LONDON (AFP) -- Stock markets largely headed south once more Tuesday with traders on edge after US President Donald Trump warned he would ramp up his trade war with China should he fail to reach a deal with Chinese leader Xi Jinping at upcoming talks.

Xi Jinping and Donald Trump (AP)
Xi Jinping and Donald Trump (AP)

The pound meanwhile suffered after Trump warned Prime Minister Theresa May's EU divorce agreement could hamper the chances of a trade deal between  Washington and London.

Oil prices steadied after recent extreme volatility, while bitcoin stabilised around $3,650.

Monday witnessed a global markets rally, fuelled by rising oil prices, Italy's softer tone in its budget standoff with Brussels and May's Brexit
agreement with the European Union.

"A strong, sharp move higher in global equities faded almost as quickly as
it occurred... in what is a clear sign of the growing sensitivity to this
(trade) matter heading into the G20 meetings later this week in Buenos Aires," noted David Cheetham, chief market analyst at traders XTB.

"Comments from US President Trump... that downplayed the chances of a US-UK trade deal after Brexit have no doubt not helped the pound's plight," Cheetham said, adding that further pressure was coming from May's struggle to have the Brexit deal approved by the UK parliament.

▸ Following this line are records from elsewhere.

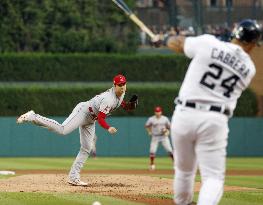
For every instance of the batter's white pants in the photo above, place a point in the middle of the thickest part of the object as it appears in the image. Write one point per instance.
(160, 139)
(199, 139)
(79, 118)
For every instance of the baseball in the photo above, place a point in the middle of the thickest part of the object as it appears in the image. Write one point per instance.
(96, 203)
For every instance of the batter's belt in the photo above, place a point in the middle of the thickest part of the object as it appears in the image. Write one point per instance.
(201, 106)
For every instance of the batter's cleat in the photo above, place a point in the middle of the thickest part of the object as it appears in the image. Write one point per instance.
(25, 117)
(77, 182)
(152, 167)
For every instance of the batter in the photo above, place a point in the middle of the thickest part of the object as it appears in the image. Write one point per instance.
(217, 75)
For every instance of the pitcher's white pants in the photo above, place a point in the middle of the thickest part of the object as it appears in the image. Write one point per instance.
(79, 118)
(199, 139)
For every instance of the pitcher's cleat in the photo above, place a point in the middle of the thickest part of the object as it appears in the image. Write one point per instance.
(25, 117)
(77, 182)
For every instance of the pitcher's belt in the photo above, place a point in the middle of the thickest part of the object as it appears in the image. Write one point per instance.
(201, 106)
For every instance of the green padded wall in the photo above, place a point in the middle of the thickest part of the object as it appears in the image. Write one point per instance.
(245, 139)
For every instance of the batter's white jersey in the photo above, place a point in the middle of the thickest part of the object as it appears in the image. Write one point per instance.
(157, 125)
(105, 102)
(218, 72)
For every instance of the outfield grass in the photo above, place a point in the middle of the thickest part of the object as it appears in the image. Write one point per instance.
(229, 198)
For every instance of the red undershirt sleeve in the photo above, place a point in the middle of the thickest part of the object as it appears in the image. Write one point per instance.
(101, 120)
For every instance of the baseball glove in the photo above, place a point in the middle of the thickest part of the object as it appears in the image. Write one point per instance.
(133, 102)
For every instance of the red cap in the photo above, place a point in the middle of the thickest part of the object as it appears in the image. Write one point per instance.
(119, 79)
(158, 109)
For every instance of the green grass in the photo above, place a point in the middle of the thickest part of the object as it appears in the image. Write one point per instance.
(115, 163)
(65, 163)
(58, 199)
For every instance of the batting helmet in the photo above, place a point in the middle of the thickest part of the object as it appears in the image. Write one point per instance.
(158, 109)
(119, 79)
(248, 31)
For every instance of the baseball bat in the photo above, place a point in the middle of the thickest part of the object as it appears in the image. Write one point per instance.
(123, 6)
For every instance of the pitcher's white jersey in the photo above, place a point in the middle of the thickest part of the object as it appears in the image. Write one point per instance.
(218, 73)
(158, 125)
(105, 102)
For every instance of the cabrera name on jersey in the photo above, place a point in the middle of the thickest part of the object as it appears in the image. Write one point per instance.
(218, 73)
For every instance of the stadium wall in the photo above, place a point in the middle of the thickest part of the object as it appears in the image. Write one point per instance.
(28, 140)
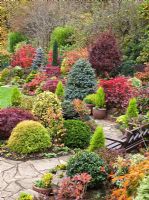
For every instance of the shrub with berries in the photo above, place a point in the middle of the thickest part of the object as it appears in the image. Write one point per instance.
(118, 92)
(104, 54)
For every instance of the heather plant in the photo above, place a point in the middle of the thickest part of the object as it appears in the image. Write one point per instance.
(10, 117)
(45, 181)
(75, 187)
(62, 35)
(77, 134)
(28, 137)
(90, 99)
(48, 109)
(16, 97)
(38, 59)
(81, 81)
(132, 111)
(69, 110)
(98, 139)
(88, 162)
(100, 98)
(60, 90)
(104, 53)
(25, 196)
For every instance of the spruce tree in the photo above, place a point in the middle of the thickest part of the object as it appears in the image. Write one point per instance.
(55, 54)
(81, 81)
(60, 90)
(97, 140)
(39, 59)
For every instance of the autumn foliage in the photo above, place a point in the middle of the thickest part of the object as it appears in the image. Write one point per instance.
(104, 54)
(24, 56)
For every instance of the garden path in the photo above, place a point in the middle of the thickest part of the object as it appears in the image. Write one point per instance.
(18, 176)
(110, 130)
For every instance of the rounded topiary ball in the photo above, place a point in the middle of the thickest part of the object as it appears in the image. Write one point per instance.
(77, 134)
(29, 136)
(88, 162)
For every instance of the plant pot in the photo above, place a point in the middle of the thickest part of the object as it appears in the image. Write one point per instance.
(99, 113)
(90, 107)
(44, 191)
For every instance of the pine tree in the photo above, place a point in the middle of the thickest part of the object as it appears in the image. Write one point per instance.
(81, 81)
(55, 54)
(39, 58)
(132, 111)
(97, 140)
(60, 90)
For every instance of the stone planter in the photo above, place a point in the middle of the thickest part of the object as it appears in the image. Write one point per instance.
(90, 107)
(99, 113)
(44, 191)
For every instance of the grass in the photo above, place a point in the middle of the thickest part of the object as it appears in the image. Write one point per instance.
(5, 96)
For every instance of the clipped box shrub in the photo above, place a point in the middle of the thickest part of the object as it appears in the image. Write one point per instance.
(28, 137)
(88, 162)
(77, 134)
(10, 117)
(48, 109)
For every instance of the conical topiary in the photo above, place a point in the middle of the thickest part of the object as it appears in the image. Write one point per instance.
(39, 58)
(81, 81)
(132, 111)
(60, 89)
(98, 139)
(55, 54)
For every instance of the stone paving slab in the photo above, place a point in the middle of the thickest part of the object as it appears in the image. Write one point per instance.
(17, 176)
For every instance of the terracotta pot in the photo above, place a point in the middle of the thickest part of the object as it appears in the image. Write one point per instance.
(44, 191)
(90, 106)
(99, 113)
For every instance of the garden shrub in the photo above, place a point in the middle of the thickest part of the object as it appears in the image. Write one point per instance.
(55, 54)
(143, 100)
(135, 82)
(100, 98)
(24, 57)
(77, 134)
(97, 140)
(16, 97)
(132, 111)
(88, 162)
(48, 109)
(27, 102)
(13, 39)
(90, 99)
(143, 189)
(71, 57)
(10, 117)
(68, 110)
(118, 92)
(59, 90)
(25, 196)
(130, 181)
(17, 71)
(38, 59)
(28, 137)
(63, 36)
(81, 81)
(104, 54)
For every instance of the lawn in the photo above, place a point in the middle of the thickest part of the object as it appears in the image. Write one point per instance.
(5, 96)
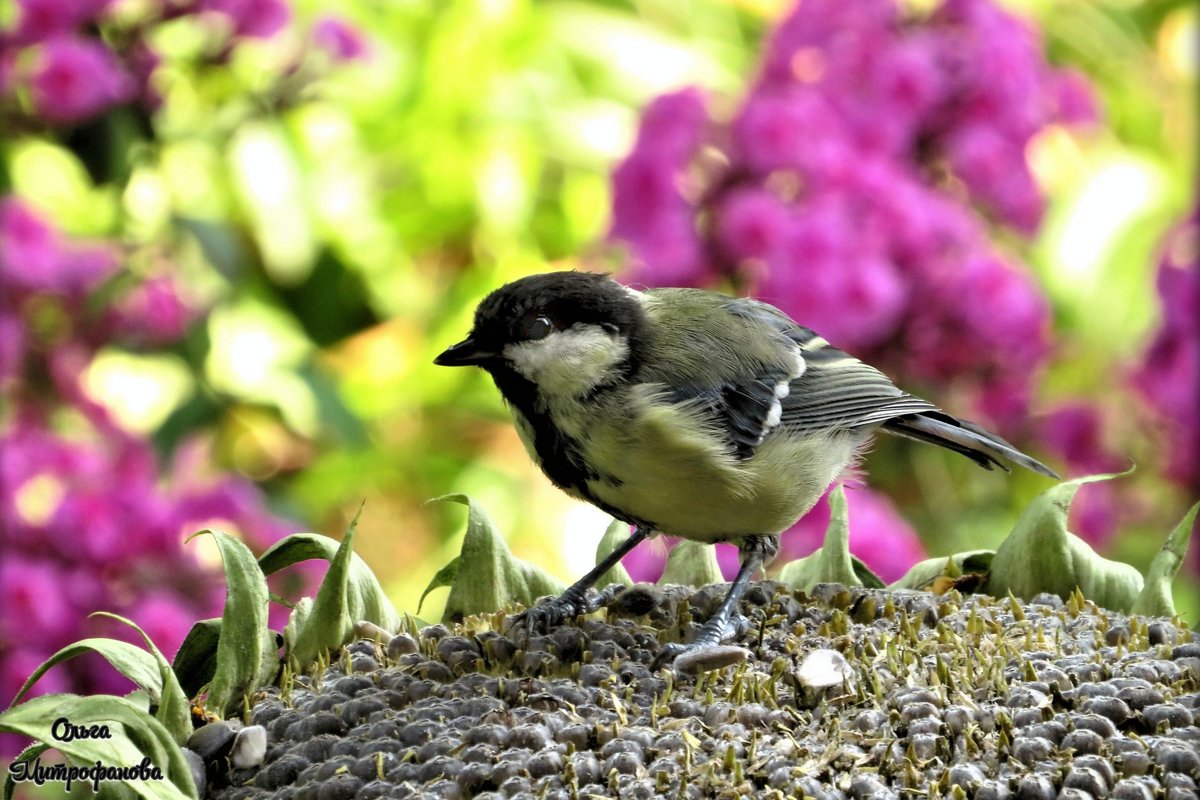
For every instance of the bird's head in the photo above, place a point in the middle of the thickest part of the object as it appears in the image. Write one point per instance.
(564, 332)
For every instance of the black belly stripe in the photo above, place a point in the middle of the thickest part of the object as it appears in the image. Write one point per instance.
(559, 456)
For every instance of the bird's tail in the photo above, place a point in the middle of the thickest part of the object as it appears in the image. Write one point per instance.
(967, 438)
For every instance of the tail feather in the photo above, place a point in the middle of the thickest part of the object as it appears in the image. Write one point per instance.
(966, 438)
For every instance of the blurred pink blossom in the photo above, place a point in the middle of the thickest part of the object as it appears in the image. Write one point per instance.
(30, 247)
(41, 19)
(340, 38)
(252, 18)
(34, 256)
(34, 607)
(77, 78)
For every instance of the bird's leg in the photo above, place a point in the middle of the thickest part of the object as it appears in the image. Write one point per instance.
(756, 552)
(577, 600)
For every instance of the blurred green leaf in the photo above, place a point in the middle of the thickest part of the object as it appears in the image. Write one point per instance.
(925, 572)
(691, 564)
(135, 735)
(246, 651)
(613, 535)
(1042, 555)
(832, 563)
(174, 711)
(490, 577)
(197, 657)
(1157, 599)
(220, 242)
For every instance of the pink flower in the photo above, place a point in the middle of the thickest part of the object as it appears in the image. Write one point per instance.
(1074, 101)
(1169, 377)
(41, 19)
(751, 223)
(33, 606)
(252, 18)
(30, 248)
(166, 619)
(877, 535)
(342, 41)
(785, 131)
(12, 346)
(77, 78)
(154, 313)
(672, 125)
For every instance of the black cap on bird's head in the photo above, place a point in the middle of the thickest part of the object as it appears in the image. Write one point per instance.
(537, 306)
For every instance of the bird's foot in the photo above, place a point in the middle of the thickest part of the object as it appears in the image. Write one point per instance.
(571, 603)
(707, 651)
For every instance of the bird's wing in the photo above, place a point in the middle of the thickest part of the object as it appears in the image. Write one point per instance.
(839, 391)
(834, 389)
(731, 360)
(763, 372)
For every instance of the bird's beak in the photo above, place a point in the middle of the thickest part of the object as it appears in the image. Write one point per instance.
(465, 354)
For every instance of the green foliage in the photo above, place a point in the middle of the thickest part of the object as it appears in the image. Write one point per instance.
(173, 709)
(832, 563)
(613, 535)
(1157, 599)
(247, 656)
(487, 575)
(1039, 555)
(349, 594)
(135, 735)
(1042, 555)
(197, 657)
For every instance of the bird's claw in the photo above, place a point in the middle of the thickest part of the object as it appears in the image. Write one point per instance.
(551, 613)
(707, 649)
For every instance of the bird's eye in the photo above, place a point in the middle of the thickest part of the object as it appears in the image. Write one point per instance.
(537, 328)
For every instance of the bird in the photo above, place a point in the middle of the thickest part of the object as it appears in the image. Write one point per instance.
(689, 413)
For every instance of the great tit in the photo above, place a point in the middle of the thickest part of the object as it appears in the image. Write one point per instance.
(689, 413)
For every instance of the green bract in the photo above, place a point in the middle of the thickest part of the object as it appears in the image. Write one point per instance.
(1042, 555)
(832, 563)
(486, 576)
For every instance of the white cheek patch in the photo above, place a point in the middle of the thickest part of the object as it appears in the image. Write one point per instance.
(571, 362)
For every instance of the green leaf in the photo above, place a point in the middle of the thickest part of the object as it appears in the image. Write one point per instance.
(297, 623)
(28, 755)
(490, 577)
(691, 564)
(1042, 555)
(197, 657)
(832, 563)
(365, 599)
(330, 623)
(127, 659)
(613, 535)
(133, 735)
(246, 651)
(174, 711)
(444, 577)
(923, 573)
(1156, 599)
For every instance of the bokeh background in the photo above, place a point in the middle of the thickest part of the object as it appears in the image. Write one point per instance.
(235, 233)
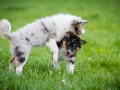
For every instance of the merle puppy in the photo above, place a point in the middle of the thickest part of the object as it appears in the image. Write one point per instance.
(68, 48)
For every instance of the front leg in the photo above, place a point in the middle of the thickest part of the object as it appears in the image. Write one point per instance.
(51, 44)
(70, 65)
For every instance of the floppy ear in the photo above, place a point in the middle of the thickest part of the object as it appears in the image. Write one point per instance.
(83, 42)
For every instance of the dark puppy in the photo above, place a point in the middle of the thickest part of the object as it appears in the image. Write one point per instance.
(68, 48)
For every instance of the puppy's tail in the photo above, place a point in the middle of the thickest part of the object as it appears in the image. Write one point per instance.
(5, 28)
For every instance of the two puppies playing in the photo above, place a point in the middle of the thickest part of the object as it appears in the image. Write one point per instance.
(50, 31)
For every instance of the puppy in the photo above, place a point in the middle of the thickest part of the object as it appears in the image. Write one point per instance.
(68, 48)
(48, 31)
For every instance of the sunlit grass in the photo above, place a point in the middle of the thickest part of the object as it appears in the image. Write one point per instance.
(97, 65)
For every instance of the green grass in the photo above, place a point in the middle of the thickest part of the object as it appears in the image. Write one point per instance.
(97, 65)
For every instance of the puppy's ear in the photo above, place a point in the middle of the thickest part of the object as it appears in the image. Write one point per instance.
(83, 42)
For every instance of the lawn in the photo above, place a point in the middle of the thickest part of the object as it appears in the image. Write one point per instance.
(97, 65)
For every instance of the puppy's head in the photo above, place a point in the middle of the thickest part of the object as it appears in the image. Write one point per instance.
(77, 26)
(72, 43)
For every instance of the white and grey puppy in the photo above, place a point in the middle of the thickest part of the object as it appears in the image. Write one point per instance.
(68, 48)
(48, 31)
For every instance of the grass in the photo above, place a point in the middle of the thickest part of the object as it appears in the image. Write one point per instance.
(97, 65)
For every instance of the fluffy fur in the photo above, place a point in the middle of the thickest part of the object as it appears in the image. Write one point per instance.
(48, 31)
(68, 48)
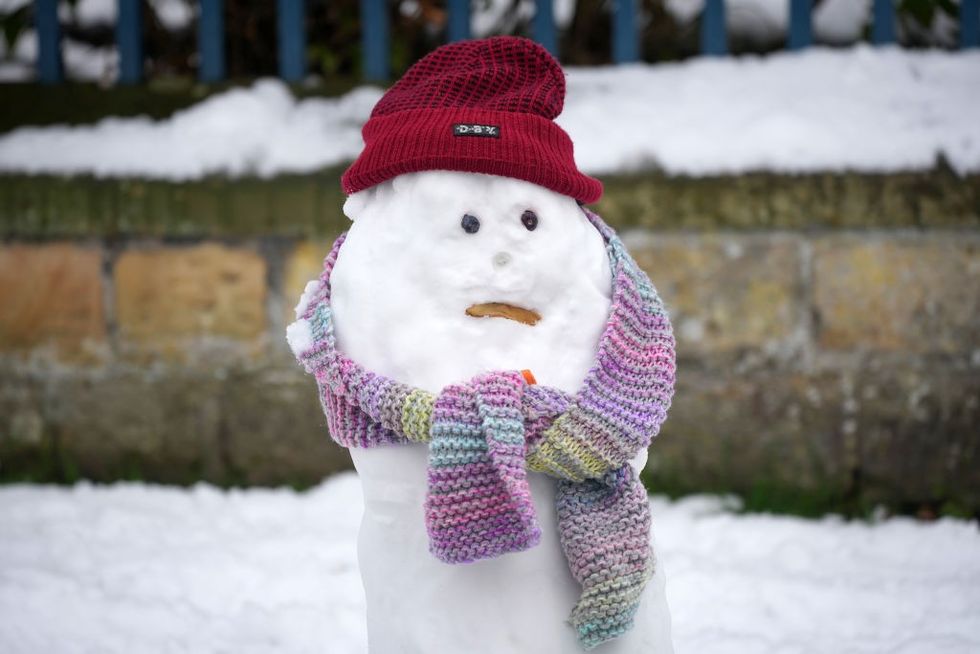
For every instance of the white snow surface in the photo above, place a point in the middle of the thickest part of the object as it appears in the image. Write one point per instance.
(859, 109)
(139, 568)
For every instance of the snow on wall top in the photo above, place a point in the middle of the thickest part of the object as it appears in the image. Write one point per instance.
(859, 109)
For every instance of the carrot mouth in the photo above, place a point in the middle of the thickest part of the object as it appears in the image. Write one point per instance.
(503, 310)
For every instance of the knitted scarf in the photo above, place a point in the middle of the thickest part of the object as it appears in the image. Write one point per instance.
(484, 434)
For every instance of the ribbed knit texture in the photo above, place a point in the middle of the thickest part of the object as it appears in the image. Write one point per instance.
(506, 81)
(484, 434)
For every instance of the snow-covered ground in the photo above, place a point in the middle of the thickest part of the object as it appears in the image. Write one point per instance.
(134, 568)
(859, 109)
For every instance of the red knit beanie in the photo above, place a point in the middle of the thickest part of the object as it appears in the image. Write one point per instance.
(483, 106)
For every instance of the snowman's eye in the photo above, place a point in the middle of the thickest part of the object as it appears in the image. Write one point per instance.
(530, 220)
(470, 224)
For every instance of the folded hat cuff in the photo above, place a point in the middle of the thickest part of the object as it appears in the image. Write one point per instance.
(510, 144)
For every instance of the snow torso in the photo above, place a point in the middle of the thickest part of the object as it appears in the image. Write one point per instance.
(400, 289)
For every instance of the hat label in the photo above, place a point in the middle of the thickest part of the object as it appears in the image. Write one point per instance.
(473, 129)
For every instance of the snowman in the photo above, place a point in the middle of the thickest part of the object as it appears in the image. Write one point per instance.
(496, 364)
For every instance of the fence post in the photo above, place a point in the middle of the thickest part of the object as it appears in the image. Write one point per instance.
(211, 41)
(714, 39)
(625, 43)
(374, 39)
(49, 69)
(543, 26)
(800, 25)
(129, 40)
(459, 20)
(969, 24)
(883, 22)
(292, 39)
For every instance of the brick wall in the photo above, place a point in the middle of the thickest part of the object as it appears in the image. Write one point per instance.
(828, 333)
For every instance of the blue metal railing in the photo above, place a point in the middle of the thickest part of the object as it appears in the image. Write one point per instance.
(291, 34)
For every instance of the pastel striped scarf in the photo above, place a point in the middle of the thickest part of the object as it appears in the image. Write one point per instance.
(484, 434)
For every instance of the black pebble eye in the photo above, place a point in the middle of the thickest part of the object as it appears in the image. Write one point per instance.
(470, 224)
(530, 220)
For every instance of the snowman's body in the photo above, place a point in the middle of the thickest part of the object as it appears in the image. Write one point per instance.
(400, 289)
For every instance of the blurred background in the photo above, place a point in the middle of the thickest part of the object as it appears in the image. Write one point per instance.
(800, 179)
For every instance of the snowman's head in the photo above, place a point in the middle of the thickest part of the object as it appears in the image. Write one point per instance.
(492, 272)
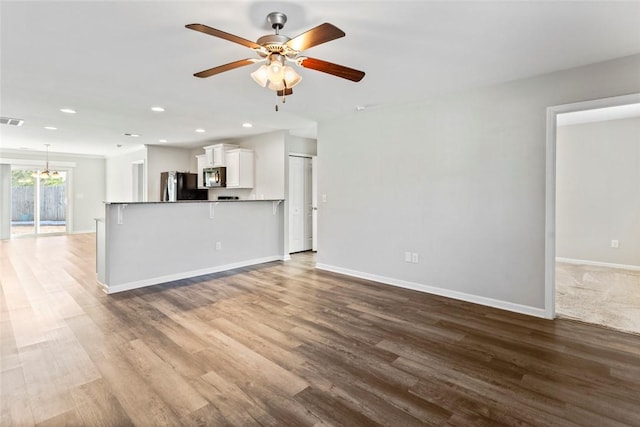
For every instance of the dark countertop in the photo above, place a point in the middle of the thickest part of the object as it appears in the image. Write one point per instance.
(194, 201)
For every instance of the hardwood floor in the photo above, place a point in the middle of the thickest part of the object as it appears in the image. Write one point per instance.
(284, 344)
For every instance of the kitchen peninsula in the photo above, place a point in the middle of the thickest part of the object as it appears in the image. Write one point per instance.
(146, 243)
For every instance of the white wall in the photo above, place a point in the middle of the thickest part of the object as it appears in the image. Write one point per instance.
(119, 175)
(165, 159)
(300, 145)
(5, 201)
(598, 191)
(459, 180)
(87, 187)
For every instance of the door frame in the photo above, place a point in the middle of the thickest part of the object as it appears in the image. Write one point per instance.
(550, 185)
(314, 198)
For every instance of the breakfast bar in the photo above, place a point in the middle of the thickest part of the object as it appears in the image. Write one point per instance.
(147, 243)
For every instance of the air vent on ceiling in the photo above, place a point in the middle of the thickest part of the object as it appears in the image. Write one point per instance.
(10, 121)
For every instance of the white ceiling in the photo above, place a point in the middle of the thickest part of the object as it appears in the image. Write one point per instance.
(112, 61)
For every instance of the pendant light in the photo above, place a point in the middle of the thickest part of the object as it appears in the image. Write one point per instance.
(46, 173)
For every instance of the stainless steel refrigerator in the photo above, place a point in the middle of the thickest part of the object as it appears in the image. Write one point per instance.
(176, 186)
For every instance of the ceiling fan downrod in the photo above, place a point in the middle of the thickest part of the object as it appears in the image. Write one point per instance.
(277, 21)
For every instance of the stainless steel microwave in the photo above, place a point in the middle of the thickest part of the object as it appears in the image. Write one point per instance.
(214, 177)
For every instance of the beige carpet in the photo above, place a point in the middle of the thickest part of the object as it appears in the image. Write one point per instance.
(600, 295)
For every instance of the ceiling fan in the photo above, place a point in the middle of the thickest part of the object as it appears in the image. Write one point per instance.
(277, 50)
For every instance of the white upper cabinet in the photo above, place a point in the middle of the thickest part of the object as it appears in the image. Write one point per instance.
(215, 154)
(239, 164)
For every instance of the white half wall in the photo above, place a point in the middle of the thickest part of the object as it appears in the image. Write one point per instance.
(458, 180)
(598, 191)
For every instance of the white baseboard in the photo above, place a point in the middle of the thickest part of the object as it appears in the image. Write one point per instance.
(598, 263)
(186, 274)
(82, 232)
(503, 305)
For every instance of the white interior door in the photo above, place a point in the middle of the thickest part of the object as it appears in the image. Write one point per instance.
(314, 203)
(300, 204)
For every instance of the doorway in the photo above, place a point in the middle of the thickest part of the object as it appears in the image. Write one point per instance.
(301, 208)
(137, 181)
(38, 202)
(588, 276)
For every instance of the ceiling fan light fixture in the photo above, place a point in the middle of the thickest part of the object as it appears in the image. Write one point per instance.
(276, 85)
(275, 71)
(291, 78)
(260, 76)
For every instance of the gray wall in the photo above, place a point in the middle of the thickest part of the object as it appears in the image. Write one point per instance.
(87, 187)
(460, 180)
(598, 192)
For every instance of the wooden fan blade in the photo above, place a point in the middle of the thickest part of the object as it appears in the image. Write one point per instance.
(321, 34)
(226, 67)
(331, 68)
(221, 34)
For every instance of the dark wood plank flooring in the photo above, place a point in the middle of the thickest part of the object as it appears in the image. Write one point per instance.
(285, 344)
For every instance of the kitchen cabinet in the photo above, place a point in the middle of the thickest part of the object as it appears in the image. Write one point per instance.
(239, 162)
(215, 154)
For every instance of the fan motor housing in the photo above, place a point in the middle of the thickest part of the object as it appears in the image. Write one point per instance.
(274, 43)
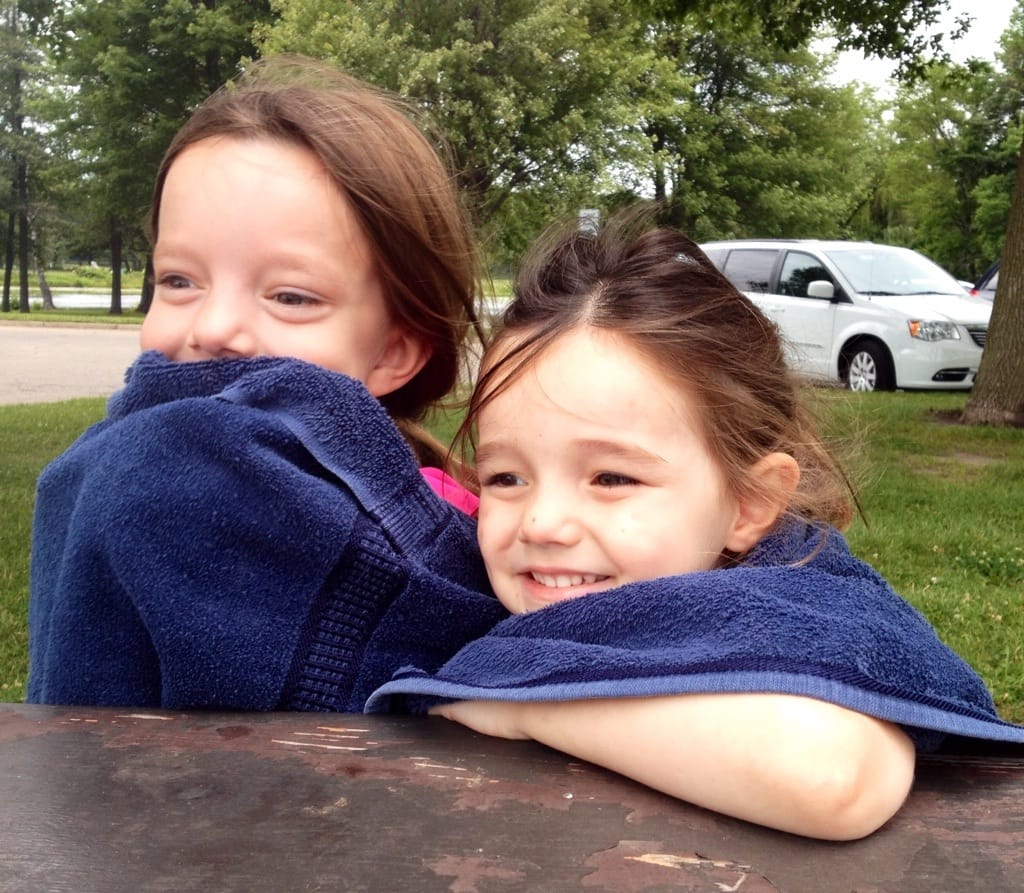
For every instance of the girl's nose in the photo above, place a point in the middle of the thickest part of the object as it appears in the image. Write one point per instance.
(223, 326)
(549, 518)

Elsewhere, traders are looking to see if China and the US will be able to
work out an agreement that brings them back from the brink of a tariffs row
that threatens to dent global growth.

In a paper published Tuesday, European Central Bank researchers said that while rising protectionism's impact on stocks and bonds has been "contained", a global trade war risks "strong financial market corrections".  

While the Trump-Xi meeting is the main event this week, investors are also
keeping an eye on speeches from top Federal Reserve officials including boss Jerome Powell, which could signal a softer pace of interest rate hikes.

Rising US borrowing costs -- fuelled by surging US growth -- have been a
major cause of concern for investors but recent comments from the central
banker appear to show a more dovish outlook for 2019 as the global economy slows.

As business got under way in Europe the pound dropped against the dollar and euro following Trump's comments about May's draft Brexit deal.

"Sounds like a great deal for the EU," he said at the White House Monday."You know, right now, if you look at the deal, they may not be able to trade with us, and that wouldn't be a good thing," he added.

On oil markets, both main contracts remained under pressure despite Monday's sharp rebound, with market-watchers waiting for next month's gathering of OPEC and non-OPEC members hoping they will announce a cut in output.

The commodity has been hammered since early October by a series of issues including the uncertain global outlook, the trade war, rising supplies, slowing demand and weakness in China.

As trade tensions begin to bite on the global economy, analysts are predicting slower growth into next year, meaning there would be less demand for oil.

"It has been our long-held view that slower global economic activity would be a factor weighing on oil demand in 2019 and that the market would move into surplus," London-based research consultancy Capital Economics said.